[erlang-questions] Parameterized module initialization
Wed Jun 27 18:08:13 CEST 2012
On 06/27/2012 06:01 PM, Tim Watson wrote:
> Yes, wouldn't existing stuff like xref and dialyzer and cover and so
> on, require less patching this way also?
> On 27 Jun 2012, at 10:18, Anthony Ramine<n.oxyde@REDACTED> wrote:
>> I find it way saner for a parameterized module to be a mapping from
>> modules to modules than to be a way to encapsulate some arbitrary
>> I may be wrong but I think that it would be easier to implement and
>> reason about them in a non leaky way if their arguments were only
>> module names.
In a statically typed language like ML, restricting the type of
structure parameters to also be structures makes sense. It means that
the functor is something that takes one or more smaller structures
implementing some specific interfaces (classic examples are generic data
types like a queue), and returns a new, larger structure that builds on
the given structures. As far as I know, functor instantiation is done at
compile time only, but using separate compilation for each involved
structure. This basically means that instantiating a structure by
another structure can be done by patching code pointers (and nobody
needs to pass around an object/vtable). Since the signatures have been
checked, nothing can "go wrong". Allowing other data types than
structures as parameters would make separate compilation difficult
(compare C++ templates). But it also means that the only way to
parameterize a structure over a constant - say, the gravitational
constant for a simulation - is to create a separate GravityConstant
interface with a single function that returns the value to be used.
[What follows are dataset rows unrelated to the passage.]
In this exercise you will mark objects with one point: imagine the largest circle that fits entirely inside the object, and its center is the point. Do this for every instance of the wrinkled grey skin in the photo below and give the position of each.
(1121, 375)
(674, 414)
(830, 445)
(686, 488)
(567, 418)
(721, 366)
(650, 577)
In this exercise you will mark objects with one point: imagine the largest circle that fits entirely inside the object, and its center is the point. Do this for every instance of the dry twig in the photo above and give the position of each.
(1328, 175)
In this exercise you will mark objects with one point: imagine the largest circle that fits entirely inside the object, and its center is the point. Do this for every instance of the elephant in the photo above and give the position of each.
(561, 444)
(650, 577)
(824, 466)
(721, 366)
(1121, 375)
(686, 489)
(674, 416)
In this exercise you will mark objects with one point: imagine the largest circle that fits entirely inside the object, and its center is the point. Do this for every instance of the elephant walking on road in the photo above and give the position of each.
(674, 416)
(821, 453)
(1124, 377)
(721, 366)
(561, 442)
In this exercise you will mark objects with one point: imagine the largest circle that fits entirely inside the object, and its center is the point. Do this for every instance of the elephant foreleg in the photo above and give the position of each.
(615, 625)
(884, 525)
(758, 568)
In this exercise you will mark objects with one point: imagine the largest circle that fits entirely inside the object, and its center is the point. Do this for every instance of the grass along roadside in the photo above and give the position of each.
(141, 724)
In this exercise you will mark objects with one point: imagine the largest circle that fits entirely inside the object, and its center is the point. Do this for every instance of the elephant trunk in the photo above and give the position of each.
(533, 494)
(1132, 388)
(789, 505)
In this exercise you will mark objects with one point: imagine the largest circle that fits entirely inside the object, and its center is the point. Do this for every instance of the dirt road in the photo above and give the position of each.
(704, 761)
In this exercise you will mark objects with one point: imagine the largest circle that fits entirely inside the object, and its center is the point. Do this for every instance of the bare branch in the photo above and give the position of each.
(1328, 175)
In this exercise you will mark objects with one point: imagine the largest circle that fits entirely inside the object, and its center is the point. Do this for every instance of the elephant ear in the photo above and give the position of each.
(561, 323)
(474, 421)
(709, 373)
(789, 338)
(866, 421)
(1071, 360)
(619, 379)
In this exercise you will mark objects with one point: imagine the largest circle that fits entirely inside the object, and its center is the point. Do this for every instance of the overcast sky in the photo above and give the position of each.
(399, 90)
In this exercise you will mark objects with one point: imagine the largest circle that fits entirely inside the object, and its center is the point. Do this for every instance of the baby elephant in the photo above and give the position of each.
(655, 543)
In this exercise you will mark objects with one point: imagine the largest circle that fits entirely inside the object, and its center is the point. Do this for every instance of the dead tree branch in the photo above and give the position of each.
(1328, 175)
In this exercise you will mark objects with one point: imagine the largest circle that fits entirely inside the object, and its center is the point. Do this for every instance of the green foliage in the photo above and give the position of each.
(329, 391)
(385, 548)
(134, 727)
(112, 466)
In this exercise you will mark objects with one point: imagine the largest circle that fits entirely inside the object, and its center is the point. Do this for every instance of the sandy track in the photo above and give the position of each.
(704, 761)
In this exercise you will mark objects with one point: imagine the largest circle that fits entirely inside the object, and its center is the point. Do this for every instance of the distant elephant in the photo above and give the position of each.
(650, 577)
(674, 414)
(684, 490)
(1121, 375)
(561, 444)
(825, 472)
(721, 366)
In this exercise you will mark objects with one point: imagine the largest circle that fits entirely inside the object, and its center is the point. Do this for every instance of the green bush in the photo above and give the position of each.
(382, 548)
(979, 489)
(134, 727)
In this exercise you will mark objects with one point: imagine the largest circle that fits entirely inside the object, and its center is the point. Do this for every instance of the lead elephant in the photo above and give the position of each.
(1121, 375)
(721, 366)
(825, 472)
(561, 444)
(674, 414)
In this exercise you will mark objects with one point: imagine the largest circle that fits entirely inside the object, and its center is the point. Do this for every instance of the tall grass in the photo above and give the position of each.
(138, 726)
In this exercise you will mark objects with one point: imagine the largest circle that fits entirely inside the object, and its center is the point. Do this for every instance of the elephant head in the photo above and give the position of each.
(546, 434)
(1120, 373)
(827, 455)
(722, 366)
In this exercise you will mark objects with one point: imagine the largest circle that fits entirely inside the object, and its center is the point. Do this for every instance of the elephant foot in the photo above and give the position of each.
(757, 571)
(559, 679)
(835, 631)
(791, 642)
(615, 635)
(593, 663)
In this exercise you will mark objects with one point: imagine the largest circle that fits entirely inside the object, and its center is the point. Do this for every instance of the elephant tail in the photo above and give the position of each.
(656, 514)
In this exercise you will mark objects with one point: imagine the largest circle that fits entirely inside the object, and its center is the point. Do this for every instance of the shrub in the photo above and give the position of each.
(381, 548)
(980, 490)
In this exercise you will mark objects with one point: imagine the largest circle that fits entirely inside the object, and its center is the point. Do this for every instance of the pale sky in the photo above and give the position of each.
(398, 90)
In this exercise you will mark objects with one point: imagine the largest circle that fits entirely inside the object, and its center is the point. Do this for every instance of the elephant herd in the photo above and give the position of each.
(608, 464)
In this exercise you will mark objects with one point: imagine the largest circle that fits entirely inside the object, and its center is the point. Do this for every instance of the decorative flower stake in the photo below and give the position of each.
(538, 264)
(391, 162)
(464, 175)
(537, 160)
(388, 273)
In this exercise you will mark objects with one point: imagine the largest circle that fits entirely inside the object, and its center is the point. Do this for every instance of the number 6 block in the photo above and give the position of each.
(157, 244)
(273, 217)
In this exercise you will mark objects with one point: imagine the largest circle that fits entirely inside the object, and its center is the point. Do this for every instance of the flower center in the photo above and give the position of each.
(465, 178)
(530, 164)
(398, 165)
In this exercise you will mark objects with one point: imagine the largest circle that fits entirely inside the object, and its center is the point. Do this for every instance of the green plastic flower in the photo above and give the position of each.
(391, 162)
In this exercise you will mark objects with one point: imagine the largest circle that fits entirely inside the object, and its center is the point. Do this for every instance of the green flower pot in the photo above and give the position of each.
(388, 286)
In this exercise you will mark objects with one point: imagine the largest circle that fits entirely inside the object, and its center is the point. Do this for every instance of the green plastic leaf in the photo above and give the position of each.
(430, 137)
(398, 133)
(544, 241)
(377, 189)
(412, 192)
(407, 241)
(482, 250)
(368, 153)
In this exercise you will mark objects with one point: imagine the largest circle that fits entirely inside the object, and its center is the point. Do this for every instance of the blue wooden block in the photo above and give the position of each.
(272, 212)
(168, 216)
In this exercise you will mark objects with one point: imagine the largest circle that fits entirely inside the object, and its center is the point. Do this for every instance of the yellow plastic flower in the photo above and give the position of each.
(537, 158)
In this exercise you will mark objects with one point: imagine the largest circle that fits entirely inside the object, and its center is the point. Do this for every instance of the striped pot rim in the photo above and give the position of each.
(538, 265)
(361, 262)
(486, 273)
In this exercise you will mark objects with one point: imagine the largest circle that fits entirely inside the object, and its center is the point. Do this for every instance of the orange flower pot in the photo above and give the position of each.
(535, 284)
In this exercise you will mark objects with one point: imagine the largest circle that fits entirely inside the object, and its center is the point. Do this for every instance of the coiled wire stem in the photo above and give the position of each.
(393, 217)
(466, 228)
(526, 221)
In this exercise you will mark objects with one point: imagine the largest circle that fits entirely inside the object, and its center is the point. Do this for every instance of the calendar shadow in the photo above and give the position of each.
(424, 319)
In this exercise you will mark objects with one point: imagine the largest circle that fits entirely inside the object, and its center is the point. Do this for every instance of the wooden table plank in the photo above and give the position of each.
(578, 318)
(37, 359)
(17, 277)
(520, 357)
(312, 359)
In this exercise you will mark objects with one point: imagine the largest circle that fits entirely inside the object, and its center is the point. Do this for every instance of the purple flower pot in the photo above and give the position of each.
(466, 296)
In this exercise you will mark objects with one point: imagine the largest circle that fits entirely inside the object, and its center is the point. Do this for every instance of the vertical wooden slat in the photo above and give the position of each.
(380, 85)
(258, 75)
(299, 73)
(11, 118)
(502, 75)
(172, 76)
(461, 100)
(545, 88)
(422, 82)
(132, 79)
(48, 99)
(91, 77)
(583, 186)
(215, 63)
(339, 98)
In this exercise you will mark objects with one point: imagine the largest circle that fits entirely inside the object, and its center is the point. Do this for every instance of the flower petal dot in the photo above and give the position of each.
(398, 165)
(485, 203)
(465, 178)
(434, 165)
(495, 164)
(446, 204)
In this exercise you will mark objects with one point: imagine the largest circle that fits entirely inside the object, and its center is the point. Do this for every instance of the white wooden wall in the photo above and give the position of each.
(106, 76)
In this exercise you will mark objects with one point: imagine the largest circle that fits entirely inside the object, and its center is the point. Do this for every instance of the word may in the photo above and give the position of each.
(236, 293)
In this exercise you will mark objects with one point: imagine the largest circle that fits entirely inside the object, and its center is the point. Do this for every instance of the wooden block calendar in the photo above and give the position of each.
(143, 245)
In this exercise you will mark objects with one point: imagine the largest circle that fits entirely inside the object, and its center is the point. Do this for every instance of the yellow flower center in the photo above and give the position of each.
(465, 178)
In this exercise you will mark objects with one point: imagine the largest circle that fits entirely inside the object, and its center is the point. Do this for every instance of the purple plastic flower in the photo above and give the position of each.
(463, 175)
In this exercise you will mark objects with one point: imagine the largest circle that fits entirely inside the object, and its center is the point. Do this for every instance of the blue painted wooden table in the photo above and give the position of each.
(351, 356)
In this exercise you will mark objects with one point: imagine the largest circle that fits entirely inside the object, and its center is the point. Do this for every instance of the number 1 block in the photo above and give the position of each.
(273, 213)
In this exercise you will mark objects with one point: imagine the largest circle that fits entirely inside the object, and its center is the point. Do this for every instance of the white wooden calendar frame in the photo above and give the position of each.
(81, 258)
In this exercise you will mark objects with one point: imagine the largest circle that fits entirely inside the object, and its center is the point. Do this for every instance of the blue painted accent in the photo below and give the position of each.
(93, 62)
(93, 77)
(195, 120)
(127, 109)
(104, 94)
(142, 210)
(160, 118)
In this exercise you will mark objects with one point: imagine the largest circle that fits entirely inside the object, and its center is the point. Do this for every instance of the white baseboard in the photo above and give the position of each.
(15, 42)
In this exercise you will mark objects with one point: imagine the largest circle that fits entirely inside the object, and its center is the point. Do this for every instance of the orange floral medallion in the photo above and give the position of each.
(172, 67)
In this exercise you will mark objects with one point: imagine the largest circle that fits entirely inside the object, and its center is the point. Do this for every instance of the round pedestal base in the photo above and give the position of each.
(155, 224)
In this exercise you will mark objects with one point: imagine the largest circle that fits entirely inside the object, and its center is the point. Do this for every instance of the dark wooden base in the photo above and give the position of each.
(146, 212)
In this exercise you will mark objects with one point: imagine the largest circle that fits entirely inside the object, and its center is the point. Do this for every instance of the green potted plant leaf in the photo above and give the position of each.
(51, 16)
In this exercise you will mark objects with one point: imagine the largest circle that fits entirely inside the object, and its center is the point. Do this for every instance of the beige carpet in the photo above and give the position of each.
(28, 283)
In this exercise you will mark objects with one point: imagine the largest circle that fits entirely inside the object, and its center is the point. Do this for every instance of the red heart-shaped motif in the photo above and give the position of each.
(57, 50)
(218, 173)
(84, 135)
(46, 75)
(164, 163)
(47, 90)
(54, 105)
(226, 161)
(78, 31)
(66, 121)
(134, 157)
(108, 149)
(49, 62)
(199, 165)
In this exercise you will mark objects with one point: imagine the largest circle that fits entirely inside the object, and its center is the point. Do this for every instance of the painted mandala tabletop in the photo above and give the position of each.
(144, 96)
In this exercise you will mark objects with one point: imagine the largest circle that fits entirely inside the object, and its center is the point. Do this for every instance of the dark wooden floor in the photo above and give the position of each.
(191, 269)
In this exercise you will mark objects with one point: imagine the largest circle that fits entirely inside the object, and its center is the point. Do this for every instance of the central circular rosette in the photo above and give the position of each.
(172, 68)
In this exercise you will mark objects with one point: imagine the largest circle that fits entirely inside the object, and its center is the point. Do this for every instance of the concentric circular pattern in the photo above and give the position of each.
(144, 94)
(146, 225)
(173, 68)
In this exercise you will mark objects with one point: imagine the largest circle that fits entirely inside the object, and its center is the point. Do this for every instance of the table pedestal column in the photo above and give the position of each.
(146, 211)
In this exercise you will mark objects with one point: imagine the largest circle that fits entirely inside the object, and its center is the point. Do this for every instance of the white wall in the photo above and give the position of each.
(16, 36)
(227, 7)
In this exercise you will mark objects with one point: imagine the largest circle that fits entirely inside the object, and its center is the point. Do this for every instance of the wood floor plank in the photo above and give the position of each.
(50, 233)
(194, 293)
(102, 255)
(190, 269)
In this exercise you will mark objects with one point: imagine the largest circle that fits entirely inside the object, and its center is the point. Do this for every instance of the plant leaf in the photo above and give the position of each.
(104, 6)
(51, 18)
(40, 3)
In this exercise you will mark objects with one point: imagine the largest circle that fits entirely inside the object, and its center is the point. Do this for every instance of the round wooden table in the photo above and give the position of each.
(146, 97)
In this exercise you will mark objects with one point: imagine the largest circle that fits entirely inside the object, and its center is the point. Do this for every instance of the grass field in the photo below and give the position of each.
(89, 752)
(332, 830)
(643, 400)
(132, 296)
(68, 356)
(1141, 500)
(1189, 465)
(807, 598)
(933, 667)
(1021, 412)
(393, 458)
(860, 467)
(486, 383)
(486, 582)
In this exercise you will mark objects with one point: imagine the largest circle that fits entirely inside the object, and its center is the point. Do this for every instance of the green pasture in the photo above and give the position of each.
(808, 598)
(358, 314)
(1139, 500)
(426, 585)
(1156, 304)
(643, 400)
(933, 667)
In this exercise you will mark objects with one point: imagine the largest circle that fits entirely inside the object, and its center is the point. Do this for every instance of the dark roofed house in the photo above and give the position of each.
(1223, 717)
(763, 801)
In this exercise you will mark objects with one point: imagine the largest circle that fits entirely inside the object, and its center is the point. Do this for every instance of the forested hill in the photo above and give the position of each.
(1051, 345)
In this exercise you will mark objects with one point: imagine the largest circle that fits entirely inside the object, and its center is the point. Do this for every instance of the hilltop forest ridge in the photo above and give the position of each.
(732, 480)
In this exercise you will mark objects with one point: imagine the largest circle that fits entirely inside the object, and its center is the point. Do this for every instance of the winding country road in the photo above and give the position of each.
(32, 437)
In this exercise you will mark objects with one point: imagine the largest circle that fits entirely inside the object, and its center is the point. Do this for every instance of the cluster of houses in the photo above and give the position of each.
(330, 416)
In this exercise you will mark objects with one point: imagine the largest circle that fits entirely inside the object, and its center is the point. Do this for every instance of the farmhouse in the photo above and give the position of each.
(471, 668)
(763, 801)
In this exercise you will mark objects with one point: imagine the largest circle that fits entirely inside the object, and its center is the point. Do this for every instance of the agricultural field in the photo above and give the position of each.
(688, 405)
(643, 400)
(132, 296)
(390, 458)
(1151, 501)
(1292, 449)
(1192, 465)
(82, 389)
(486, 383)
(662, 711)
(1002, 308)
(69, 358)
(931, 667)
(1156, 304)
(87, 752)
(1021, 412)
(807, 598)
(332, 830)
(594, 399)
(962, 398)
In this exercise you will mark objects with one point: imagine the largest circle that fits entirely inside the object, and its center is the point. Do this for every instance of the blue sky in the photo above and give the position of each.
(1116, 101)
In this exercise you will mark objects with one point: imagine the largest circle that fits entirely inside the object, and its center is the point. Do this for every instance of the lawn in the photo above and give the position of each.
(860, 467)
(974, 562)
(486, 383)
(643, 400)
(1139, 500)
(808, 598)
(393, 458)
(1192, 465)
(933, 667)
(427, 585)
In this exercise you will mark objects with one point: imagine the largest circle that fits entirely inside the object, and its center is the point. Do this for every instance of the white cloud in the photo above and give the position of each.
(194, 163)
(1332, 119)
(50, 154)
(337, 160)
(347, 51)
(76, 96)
That's a bit more boilerplate than I would like.
In Erlang, however, there is no reason to limit the type of a module
parameter. Indeed, the only way to enforce it would be to add runtime
checks at each entry point. The implementation is not simplified - it
gets more complicated. In practice, it is probably a good idea to mostly
parameterize modules with respect to other modules (i.e., callbacks),
but there's no point in trying to enforce that.